With Coal-Ash Leak Plugged, Focus Now on Remediation
A spill from a coal-ash pond at a retired Duke Energy coal plant near Eden, N.C., that turned the Dan River black, then gray, has been plugged, but environmental advocates worry the spill's ecological impact will be far-reaching.
Wet coal ash poured into the Dan River over a period of days, beginning on Feb. 2, as a result of a broken 48-in.-dia stormwater pipe under the plant's primary ash basin.
According to Duke Energy, a catch basin and a series of pipes at the end of the stormwater pipe reduced the amount of sludge that spilled into the river. The North Carolina Dept. of Environment and Natural Resources says that up to 82,000 tons of coal ash and 27 million gallons of contaminated water leaked into the river before a Duke emergency response team was able to successfully plug the pipe on Feb. 8 using concrete grout and a capping system.
State and municipal officials have said that the drinking water is safe, based on a test of the river and the drinking-water supply at the closest drinking-water utility, a Danville, Va., water treatment plant 30 miles away.
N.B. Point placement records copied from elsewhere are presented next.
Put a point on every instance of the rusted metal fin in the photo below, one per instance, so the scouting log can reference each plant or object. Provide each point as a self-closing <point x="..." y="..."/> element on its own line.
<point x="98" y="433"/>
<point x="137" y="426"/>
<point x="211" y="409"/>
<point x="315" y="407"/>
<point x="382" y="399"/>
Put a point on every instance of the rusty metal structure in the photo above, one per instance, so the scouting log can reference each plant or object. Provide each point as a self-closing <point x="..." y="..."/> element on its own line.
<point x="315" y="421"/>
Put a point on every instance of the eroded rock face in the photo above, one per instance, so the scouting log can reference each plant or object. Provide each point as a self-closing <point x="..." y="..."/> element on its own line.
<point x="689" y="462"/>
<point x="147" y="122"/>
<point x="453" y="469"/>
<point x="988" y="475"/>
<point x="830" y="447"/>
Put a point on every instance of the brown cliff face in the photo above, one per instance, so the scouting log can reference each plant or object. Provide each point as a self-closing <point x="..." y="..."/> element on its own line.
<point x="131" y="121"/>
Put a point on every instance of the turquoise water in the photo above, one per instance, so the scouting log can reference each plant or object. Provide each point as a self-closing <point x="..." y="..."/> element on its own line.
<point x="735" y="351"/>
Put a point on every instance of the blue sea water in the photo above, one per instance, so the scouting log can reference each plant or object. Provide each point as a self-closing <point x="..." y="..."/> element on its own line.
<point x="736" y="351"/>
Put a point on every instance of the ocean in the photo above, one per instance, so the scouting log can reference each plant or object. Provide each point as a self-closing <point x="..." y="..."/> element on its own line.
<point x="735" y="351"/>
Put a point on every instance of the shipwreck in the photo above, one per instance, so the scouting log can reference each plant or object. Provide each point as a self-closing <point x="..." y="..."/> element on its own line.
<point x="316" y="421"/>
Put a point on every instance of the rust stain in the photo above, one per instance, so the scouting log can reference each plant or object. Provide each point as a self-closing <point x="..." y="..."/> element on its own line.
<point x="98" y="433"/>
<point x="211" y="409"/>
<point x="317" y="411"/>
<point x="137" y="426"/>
But the Waterkeeper Alliance says its own testing at a site near the spill showed elevated levels of arsenic, lead and other contaminants that, cumulatively, could have a harmful effect on human health and wildlife.
On Feb. 9, the state environmental agency acknowledged that arsenic levels in two samples were above those considered safe for human health but said contaminant levels appeared to be decreasing.
James Pinkney, a regional spokesman for the U.S. Environmental Protection Agency, says that water-quality sampling by the agency, Duke and the state continues at the spill source and several locations and potable-water intakes downstream. He says EPA expects to have sample results available soon.
Duke Energy officials say they will "use all available resources" to restore the river. Charlie Gates, senior vice president of power generation and operations at Duke Energy, says, "Our next step is to continue to monitor the water quality of the river and to accelerate our planning for the best long-term solution at the site."
The specifics of the remediation effort have yet to be worked out. "Dredging is not impossible, but it would be a very difficult endeavor within that stretch," says Tiffany Haworth, executive director of the Dan River Basin Association. "It's definitely going to be a very long time, if ever, that the river returns to the way it was."